When he stops, I stay slumped against his chest a moment, listening to the pounding of his heart beneath his sweater, sighing through all those sweet aftershocks. He cradles me close and kisses my hair, and after a few minutes, he pulls carefully free and perches me on the edge of his desk while he takes care of the condom and sets his clothing to rights. Then he tugs me back into his lap, and I curl up there, feeling small and content.
Auden begins stroking along my back, soothing, possessive strokes, and I close my eyes. “What should I do about Becket?” I murmur.
“Do you love him?” inquires Auden. His voice is neutral, but there is a stillness to him as he asks the question. I have the distinct sense that while Auden didn’t mind loaning me out for pleasure, he’d feel a lot differently loaning me out for love.
“No,” I say honestly. “I don’t.”
My Dominant loosens a little beneath me, his voice more open when he says, “Good. I can share a lot, Proserpina, but I’m not able to—well, the problem is, I’m fundamentally possessive when it comes to you.”
“And Saint,” I add for him.
Auden draws in a breath.
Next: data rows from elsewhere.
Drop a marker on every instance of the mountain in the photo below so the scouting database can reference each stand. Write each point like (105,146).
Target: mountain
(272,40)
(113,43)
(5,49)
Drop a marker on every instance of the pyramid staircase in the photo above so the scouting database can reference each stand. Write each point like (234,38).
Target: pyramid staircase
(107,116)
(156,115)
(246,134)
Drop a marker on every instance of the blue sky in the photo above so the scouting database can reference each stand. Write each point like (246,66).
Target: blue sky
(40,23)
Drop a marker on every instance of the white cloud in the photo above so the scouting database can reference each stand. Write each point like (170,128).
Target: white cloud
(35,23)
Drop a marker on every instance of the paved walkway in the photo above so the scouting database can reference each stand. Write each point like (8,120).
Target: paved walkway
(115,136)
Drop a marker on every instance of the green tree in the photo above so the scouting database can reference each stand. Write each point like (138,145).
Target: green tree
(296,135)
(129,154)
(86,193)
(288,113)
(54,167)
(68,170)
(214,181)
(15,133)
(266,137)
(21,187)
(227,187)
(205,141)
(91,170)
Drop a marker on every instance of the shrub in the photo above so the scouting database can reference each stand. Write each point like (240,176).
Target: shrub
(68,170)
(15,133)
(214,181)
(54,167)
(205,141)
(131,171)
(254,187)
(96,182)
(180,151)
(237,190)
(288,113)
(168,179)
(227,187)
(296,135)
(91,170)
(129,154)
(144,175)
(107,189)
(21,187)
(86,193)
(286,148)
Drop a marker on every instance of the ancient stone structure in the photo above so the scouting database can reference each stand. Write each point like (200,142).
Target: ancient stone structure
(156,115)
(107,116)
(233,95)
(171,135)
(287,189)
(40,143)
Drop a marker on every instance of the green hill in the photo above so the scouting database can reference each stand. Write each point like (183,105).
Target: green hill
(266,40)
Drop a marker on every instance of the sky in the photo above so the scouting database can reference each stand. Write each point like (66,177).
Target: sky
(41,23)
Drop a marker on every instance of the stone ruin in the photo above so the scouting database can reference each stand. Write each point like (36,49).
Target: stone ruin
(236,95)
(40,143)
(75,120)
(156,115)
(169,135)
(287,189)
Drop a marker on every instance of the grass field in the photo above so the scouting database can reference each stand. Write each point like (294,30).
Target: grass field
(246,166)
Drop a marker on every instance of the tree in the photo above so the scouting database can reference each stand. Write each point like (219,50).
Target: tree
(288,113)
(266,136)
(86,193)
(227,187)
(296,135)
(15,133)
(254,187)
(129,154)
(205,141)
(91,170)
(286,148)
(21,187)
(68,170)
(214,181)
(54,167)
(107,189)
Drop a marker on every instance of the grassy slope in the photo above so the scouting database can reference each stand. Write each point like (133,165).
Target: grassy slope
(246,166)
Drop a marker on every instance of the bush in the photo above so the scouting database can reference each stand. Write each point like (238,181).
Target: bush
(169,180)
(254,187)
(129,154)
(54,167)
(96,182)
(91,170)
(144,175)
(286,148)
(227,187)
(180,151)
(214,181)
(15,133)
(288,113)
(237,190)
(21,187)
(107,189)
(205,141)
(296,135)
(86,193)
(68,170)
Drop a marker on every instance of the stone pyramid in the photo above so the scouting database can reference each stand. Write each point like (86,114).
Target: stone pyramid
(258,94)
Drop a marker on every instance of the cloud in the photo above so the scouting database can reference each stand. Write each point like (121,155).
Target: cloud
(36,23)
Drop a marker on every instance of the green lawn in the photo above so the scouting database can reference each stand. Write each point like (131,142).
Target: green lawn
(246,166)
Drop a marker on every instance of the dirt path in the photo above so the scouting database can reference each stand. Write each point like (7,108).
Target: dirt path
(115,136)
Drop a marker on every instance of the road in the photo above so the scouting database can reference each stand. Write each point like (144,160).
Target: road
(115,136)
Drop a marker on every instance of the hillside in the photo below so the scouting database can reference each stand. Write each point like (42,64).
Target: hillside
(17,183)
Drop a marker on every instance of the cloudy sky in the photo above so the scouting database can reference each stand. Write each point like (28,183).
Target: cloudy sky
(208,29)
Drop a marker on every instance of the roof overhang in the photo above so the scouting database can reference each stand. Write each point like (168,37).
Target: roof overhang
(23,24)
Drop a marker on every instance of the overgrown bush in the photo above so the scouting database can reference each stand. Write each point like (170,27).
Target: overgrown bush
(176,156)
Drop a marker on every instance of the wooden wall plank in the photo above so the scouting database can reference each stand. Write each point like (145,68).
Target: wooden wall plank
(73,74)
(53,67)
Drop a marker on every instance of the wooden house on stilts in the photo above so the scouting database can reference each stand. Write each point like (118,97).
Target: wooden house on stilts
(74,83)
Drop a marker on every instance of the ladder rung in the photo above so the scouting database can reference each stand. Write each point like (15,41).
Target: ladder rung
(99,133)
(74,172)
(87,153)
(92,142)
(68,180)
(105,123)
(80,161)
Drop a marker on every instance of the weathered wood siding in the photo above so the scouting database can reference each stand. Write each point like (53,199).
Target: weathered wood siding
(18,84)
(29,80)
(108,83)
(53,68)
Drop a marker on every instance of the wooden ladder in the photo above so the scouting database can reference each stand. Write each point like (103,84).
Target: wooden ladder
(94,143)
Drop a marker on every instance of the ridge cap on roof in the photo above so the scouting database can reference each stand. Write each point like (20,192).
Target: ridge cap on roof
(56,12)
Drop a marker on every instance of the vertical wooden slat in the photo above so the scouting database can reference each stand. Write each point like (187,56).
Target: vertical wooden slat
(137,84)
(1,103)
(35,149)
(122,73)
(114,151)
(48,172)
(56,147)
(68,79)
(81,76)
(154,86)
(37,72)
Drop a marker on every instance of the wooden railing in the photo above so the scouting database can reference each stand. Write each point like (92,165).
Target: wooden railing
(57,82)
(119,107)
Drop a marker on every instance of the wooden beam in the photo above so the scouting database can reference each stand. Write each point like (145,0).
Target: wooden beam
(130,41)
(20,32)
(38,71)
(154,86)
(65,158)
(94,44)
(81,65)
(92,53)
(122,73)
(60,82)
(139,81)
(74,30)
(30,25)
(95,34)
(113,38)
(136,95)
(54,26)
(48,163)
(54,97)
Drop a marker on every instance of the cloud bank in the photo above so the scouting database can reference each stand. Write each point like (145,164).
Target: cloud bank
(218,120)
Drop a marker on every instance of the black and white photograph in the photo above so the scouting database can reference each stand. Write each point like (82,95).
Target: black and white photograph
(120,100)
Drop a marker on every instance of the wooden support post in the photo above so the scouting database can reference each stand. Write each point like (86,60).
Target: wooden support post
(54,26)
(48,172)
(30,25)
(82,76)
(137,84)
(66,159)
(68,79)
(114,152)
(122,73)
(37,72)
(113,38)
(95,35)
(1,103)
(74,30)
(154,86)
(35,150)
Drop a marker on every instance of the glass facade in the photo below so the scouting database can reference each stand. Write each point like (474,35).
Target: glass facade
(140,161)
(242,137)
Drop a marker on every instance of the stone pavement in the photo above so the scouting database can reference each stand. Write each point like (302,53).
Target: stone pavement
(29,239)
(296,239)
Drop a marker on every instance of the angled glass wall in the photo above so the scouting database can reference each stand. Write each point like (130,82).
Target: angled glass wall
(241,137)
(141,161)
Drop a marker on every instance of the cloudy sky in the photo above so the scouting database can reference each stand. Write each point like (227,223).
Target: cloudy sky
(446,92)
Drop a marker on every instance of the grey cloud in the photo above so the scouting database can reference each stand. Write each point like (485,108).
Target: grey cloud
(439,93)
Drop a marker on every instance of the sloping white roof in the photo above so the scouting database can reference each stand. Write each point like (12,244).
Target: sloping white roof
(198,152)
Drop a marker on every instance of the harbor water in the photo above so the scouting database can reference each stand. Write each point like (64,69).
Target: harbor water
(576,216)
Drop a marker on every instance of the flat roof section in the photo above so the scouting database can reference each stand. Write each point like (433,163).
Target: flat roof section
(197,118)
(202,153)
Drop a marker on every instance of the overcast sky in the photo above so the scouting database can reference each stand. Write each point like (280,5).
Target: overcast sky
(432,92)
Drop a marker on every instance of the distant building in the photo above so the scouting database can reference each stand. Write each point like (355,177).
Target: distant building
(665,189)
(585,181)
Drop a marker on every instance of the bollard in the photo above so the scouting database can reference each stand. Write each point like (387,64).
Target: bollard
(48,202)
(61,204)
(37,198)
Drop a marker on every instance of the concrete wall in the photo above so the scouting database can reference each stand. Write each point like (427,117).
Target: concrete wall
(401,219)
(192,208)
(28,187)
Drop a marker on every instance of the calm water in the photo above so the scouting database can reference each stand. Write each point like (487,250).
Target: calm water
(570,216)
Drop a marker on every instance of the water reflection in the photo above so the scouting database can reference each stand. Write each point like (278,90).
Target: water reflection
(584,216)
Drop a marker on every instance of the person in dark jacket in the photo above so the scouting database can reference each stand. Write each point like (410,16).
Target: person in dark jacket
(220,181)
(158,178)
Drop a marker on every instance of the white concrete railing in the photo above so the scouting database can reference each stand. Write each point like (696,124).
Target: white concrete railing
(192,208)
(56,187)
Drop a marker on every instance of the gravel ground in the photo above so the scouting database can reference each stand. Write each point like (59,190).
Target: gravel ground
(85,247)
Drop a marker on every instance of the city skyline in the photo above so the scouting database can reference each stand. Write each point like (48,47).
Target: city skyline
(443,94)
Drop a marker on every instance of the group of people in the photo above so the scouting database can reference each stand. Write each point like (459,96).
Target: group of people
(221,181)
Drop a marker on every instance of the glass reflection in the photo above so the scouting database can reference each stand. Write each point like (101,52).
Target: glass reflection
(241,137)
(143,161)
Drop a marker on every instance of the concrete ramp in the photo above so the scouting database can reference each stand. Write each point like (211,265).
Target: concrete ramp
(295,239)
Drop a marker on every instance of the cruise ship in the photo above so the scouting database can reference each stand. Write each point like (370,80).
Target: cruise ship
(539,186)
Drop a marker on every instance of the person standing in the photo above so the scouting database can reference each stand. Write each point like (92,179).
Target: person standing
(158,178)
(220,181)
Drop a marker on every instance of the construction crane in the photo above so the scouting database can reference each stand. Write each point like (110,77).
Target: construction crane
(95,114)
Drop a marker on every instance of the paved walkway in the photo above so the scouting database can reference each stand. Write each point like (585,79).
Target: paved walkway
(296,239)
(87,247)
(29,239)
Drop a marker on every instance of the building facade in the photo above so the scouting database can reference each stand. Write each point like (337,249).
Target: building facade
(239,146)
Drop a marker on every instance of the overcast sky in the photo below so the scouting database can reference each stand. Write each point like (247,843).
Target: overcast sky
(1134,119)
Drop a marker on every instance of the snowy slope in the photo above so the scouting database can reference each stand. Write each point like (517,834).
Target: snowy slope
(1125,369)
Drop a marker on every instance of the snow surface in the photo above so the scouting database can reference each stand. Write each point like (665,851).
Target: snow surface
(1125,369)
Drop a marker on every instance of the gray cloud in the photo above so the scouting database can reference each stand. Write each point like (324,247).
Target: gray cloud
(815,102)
He lets it out very carefully. “And St. Sebastian,” he says finally.
“Should I have known? About Becket?”
“I think it’s been growing slowly over time—slowly enough it would have been easy to miss.”
“But you knew.”
“Yes.”
“Yes?”
Auden sighs. “Becket told me once after Imbolc that he dreams of you—those strange God-dreams of his, you know. He dreams of you in the middle of everything, you in the very heart of the thorn chapel. After that, I began noticing the signs. Long looks. Prolonged quiets after you would kiss him hello on the cheek. I don’t resent him for it, even if I’d fight him bloody and bleeding if he tried to take you away.” He holds me tighter, in what seems like an unconscious reflex.
“The thought of you two playing together—it’s quite sexy to me,” he says, “and more pertinently, I think it is very sexy to you, and nothing gets me off like getting you off. He is one of my closest friends, and I trust him implicitly to cherish and adore you. But I cannot stomach the idea of you being in love with anyone other than me and St. Sebastian. If it happens—if you love someone else—you must tell me. Please. I’ll accept it, but it will gut me, and I deserve to die on my feet. I—”
It’s my turn to clap a hand over his mouth. I squirm in his lap until we’re facing each other, and then I tell him the truth. “You and Saint have ruined me,” I whisper. “More and more, I think it was that day when we were children. There was never any hope after that. It could only ever have been you two.”
Auden blinks, looking bewildered and haughty and relieved all at once, in that way only rich boys are able to pull off, and I remove my hand.
“And I know St. Sebastian feels the same way,” I reassure him. “He’ll never stop loving you.”
“Oh,” Auden says, softly, as if I’ve hit him. “I don’t know about that.”
A story—pages and pages of it—moves through his eyes, the shadows of a hundred hundred thoughts, the sparks of a thousand thousand unanswered prayers, and I am suddenly, acutely aware of how evasive he’s been about St. Sebastian all day. Acutely aware of our silent text thread, of my dark phone, of our missing lover.
“Tell me,” I demand. “Tell me right now.”
Auden closes his conflicted eyes and swallows. And when he starts to speak, his voice is threaded with so much pain it hurts to hear it.
“Twenty-four years ago, my father had another son. Six weeks ago, I learned his name.”